Technical Abstract: Mass screening of pea germplasm in Australia using unreplicated field trials at nine sites and over four years were used to classify Pisum germplasm (P. sativum L. and P. fulvum Sibth. and Sm) as potential sources of resistance to the pea weevil, Bruchus pisorum (L.). The emergence of adult weevils from less than 10 percent of harvested seed was used as the selection criterion to indicate possible resistance.
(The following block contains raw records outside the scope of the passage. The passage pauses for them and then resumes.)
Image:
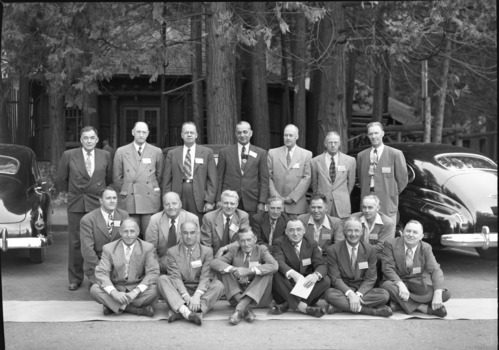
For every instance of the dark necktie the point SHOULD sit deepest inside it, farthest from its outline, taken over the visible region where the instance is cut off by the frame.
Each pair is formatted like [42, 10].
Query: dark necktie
[187, 165]
[332, 170]
[172, 235]
[225, 237]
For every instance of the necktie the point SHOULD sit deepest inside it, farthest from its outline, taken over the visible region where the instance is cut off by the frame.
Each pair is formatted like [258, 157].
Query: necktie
[353, 258]
[172, 235]
[408, 260]
[225, 237]
[332, 170]
[88, 163]
[187, 165]
[272, 228]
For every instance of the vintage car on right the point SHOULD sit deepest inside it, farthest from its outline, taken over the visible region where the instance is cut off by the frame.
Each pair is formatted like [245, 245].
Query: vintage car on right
[452, 191]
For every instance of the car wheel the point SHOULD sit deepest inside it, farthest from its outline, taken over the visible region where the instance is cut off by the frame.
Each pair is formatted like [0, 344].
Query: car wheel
[37, 256]
[487, 254]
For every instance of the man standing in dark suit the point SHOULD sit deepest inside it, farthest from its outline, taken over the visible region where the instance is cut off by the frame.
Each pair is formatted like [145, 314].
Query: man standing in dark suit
[382, 171]
[320, 227]
[100, 227]
[333, 175]
[352, 270]
[300, 261]
[269, 225]
[82, 173]
[191, 171]
[246, 272]
[190, 287]
[243, 168]
[137, 173]
[406, 260]
[127, 274]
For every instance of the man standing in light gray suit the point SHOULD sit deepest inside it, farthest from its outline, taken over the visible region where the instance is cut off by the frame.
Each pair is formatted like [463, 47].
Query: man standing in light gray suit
[289, 172]
[333, 175]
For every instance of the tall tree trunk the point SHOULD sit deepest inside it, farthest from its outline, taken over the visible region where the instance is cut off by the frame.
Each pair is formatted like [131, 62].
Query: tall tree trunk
[197, 69]
[57, 125]
[258, 83]
[299, 47]
[440, 108]
[221, 98]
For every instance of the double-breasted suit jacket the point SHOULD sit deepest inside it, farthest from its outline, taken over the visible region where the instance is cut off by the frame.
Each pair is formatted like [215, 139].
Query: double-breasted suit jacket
[290, 181]
[94, 235]
[158, 231]
[83, 189]
[252, 185]
[390, 177]
[205, 177]
[212, 229]
[338, 192]
[138, 178]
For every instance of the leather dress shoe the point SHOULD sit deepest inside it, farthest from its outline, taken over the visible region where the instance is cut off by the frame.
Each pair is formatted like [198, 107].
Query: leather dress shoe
[73, 286]
[195, 318]
[315, 311]
[279, 308]
[440, 312]
[235, 318]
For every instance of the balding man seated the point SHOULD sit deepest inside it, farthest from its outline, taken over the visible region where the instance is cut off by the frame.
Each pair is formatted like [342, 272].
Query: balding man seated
[189, 287]
[246, 272]
[163, 230]
[352, 270]
[405, 261]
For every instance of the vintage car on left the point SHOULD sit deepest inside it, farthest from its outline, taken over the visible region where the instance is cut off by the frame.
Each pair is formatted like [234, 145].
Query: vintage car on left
[25, 210]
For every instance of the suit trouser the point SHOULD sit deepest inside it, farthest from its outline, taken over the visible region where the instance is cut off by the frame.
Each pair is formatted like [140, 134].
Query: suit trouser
[75, 259]
[147, 297]
[410, 305]
[260, 289]
[167, 290]
[374, 298]
[281, 290]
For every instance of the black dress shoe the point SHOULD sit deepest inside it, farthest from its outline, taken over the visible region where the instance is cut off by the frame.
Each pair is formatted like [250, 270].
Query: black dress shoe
[440, 312]
[315, 311]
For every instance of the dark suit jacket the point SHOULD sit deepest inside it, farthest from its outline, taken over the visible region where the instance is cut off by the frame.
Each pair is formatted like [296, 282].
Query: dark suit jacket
[144, 268]
[340, 271]
[337, 193]
[260, 225]
[394, 268]
[212, 229]
[94, 235]
[284, 252]
[180, 270]
[252, 186]
[138, 180]
[235, 257]
[335, 234]
[390, 177]
[205, 175]
[72, 177]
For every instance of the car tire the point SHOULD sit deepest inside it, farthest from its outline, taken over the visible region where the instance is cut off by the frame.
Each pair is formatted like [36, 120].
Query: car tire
[37, 256]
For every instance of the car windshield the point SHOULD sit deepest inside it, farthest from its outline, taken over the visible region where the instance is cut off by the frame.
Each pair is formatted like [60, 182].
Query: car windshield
[456, 161]
[9, 165]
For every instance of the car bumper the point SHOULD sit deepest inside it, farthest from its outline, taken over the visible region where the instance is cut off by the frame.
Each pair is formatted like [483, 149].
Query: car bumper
[483, 240]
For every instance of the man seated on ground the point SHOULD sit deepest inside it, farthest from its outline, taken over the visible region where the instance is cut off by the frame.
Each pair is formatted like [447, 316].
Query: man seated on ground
[321, 227]
[163, 230]
[127, 274]
[352, 270]
[269, 225]
[405, 260]
[189, 288]
[246, 272]
[99, 227]
[299, 257]
[220, 227]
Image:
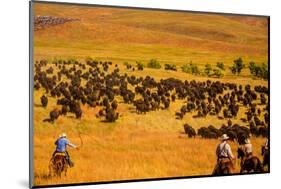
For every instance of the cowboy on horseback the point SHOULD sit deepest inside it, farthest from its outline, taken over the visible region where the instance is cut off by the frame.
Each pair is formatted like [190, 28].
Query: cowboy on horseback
[61, 144]
[247, 148]
[265, 153]
[224, 156]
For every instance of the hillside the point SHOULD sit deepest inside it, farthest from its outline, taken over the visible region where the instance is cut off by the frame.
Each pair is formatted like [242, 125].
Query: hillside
[129, 35]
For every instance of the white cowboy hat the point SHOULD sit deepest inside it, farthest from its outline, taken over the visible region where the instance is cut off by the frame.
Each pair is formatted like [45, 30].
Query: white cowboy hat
[247, 141]
[224, 137]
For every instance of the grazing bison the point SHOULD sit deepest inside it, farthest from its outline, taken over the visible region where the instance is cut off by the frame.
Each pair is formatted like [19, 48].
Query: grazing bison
[44, 101]
[189, 130]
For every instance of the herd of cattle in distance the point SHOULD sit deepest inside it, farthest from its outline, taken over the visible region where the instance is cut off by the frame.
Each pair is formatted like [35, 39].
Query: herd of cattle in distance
[98, 84]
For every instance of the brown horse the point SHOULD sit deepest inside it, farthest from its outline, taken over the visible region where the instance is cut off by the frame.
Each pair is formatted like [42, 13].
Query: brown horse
[58, 164]
[224, 167]
[249, 164]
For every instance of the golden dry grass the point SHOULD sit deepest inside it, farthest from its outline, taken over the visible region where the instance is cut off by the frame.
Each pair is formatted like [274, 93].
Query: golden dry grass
[150, 145]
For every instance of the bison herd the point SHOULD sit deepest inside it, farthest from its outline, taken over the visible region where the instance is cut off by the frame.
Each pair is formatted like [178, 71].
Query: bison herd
[101, 85]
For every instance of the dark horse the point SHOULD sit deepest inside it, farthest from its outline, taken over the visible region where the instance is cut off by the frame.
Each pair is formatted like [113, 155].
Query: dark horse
[249, 164]
[224, 167]
[58, 165]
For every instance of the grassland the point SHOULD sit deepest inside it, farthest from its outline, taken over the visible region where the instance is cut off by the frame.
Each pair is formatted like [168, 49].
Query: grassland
[150, 145]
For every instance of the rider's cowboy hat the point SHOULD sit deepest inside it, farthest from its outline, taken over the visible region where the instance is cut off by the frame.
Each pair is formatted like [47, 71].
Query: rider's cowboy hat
[224, 137]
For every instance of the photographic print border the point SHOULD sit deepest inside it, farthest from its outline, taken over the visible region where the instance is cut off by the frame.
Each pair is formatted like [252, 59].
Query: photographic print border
[31, 93]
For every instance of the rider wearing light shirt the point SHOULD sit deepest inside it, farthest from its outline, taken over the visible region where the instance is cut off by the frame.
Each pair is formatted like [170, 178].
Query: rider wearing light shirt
[61, 144]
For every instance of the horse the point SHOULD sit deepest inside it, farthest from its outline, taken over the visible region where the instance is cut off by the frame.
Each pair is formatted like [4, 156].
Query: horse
[224, 167]
[58, 164]
[249, 164]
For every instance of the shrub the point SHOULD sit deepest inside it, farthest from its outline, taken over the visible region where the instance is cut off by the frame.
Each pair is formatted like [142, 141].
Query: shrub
[140, 65]
[170, 67]
[237, 66]
[194, 69]
[258, 71]
[208, 69]
[88, 59]
[153, 63]
[190, 68]
[72, 61]
[128, 66]
[186, 68]
[220, 65]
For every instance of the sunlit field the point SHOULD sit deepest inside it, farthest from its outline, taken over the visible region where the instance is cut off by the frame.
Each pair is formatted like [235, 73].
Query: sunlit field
[151, 144]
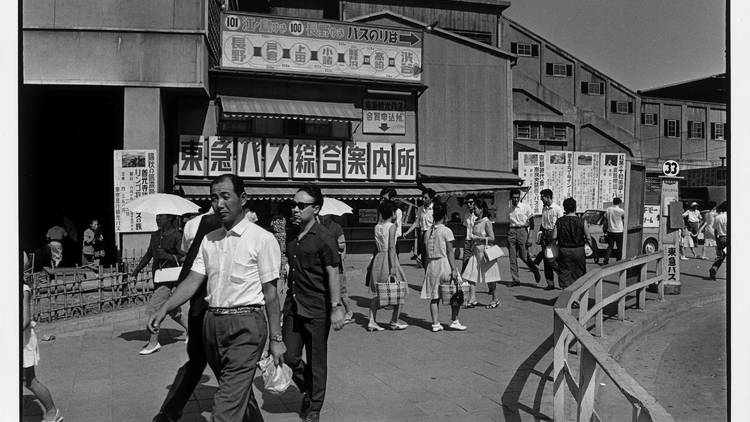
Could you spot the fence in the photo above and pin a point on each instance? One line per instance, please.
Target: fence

A total of 1,900 Pisum accessions were assessed using the field trials and 1,754 of the P. sativum accessions were eliminated. In the 18 P. fulvum accessions screened, the level of infestation by pea weevil was always below the arbitrary resistance to the pea weevil. Glasshouse trials to quantify pea weevil resistance in wild peas accessions in Australia and the USA using in situ screening techniques demonstrated the presence of a cotyledon based mechanism in all 31 P. fulvum accessions tested. The mechanism inhibited, to varying degrees, the development of pea weevil larvae as compared to control lines (commercial cultivars) in all the P. fulvum accessions. Larval mortality varied from 40-100 percent. The majority of larvae died as first instars before they had visibly damaged the cotyledons Screening trials in Australia and the USA indicated that populations of pea weevil in both countries respond in a similar way to the tested P. fulvum accessions.